They have no mirrors, no cosmetics counter or even a place to shop for the latest fashions. But the African Surma and Mursi tribes have no trouble using what Mother Nature has to offer when dressing up in imaginative and colorful tribal couture. Unfortunately the origins of this age old tradition have been lost over the years - the Surma and Mursi spend much of their time involved in tribal and guerilla warfare because their homeland is a hotbed to the arms and ivory trades.

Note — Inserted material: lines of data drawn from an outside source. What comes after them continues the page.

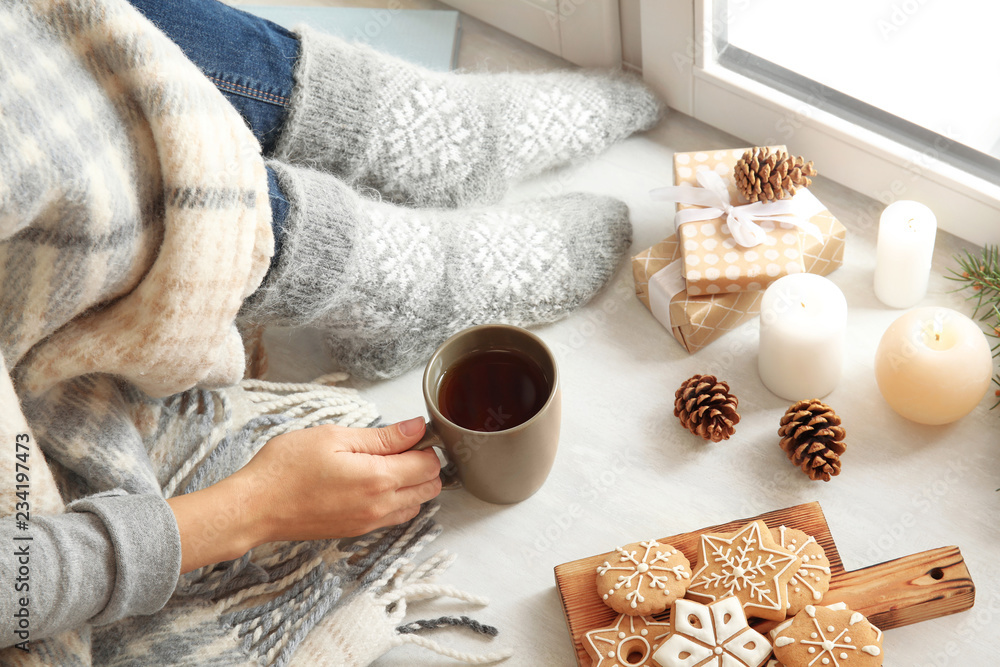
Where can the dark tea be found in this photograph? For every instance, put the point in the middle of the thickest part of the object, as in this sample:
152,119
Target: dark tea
492,390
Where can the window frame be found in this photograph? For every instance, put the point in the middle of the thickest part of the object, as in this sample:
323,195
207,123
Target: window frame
678,57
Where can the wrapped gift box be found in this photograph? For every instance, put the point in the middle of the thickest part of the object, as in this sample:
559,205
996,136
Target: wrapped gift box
695,321
713,262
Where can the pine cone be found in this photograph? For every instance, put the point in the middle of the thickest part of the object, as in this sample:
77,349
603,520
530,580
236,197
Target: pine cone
812,437
706,407
764,175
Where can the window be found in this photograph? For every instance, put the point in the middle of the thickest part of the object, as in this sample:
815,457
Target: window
890,97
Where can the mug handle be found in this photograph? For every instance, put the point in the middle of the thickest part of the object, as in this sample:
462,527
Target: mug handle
449,473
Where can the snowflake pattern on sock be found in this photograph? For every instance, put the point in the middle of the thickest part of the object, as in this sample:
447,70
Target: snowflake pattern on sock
749,565
441,139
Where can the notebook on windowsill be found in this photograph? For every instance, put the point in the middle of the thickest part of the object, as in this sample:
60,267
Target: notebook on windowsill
427,37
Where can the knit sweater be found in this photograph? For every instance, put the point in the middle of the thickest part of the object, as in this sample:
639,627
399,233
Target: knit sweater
134,221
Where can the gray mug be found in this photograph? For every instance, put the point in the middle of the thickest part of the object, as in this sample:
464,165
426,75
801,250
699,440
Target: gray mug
498,466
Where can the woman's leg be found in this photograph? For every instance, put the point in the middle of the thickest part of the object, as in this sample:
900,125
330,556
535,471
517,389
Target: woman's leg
418,137
249,59
387,283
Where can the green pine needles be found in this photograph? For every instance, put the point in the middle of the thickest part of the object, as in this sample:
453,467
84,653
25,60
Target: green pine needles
981,274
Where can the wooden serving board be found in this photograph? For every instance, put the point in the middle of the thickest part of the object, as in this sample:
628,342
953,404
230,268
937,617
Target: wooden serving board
891,594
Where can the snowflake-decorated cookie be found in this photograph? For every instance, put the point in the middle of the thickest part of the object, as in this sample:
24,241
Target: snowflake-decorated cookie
630,642
832,636
749,565
713,635
643,579
812,580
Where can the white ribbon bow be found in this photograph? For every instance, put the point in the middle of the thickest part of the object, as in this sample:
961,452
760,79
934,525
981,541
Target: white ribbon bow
743,220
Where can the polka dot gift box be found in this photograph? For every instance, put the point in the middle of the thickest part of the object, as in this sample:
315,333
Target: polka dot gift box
713,261
696,320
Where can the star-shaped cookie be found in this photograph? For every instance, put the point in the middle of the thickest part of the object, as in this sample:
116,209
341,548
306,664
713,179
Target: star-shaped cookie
748,565
630,642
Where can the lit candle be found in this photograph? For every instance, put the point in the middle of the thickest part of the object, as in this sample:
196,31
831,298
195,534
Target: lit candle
802,322
933,365
906,234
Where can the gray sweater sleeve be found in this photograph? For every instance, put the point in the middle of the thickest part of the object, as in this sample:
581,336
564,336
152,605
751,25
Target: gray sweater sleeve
110,556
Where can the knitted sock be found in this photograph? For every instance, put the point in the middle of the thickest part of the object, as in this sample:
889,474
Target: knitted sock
428,138
390,283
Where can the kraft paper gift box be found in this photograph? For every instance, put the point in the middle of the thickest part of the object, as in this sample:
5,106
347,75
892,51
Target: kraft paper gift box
714,263
695,321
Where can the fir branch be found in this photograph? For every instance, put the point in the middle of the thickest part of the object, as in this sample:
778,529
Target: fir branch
981,274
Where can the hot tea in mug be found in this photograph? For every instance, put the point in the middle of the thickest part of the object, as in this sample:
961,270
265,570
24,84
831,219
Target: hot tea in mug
493,390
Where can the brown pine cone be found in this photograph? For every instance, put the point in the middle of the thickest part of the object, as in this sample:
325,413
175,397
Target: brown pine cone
765,175
706,408
812,437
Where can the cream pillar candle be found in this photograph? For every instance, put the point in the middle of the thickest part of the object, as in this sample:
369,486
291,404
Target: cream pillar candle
803,318
906,233
933,365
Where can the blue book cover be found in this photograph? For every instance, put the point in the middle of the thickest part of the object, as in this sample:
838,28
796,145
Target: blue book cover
427,37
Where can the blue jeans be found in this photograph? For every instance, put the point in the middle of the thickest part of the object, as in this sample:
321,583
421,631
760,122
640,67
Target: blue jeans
249,59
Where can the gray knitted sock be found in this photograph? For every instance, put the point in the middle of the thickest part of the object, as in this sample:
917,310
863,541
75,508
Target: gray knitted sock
389,283
428,138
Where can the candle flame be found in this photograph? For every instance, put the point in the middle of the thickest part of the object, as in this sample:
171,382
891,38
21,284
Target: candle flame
934,328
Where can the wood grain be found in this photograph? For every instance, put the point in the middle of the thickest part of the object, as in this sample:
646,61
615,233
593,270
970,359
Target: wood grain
892,594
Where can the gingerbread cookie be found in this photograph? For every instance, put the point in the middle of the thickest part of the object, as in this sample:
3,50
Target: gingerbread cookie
643,579
712,635
832,635
812,580
630,642
748,564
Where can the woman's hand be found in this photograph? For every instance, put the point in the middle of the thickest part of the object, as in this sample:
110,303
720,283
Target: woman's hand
316,483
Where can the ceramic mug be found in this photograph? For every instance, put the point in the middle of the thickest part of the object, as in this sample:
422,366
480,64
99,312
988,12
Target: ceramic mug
498,465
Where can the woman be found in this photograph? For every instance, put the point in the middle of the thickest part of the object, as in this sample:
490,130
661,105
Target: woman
142,219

Photographer Hans Silvester had the priviledge of photographing these people and brings us a glimpse of their lives and their unique tribal fashions in his book Natural Fashion: Tribal Decoration from Africa .
From Publishers Weekly
Starred Review. In this stunning collection of photographs, Silvester (Ethiopia: Peoples of the Omo Valley) celebrates the unique art of the Surma and Mursi tribes of the Omo Valley, on the borders of Ethiopia, Kenya and Sudan. These nomadic people have no architecture or crafts with which to express their innate artistic sense. Instead, they use their bodies as canvases, painting their skin with pigments made from powdered volcanic rock and adorning themselves with materials obtained from the world around them—such as flowers, leaves, grasses, shells and animal horns. The adolescents of the tribes are especially adept at this art, and Silvester's superb photographs show many youths who, imbued with an exquisite sense of color and form, have painted their beautiful bodies with colorful dots, stripes and circles, and encased themselves in elaborate arrangements of vegetation and found objects. This art is endlessly inventive, magical and, above all, fun. In his brief text, Sylvester worries that as civilization encroaches on this largely unexplored region, these people will lose their delightful tradition. 160 color photographs.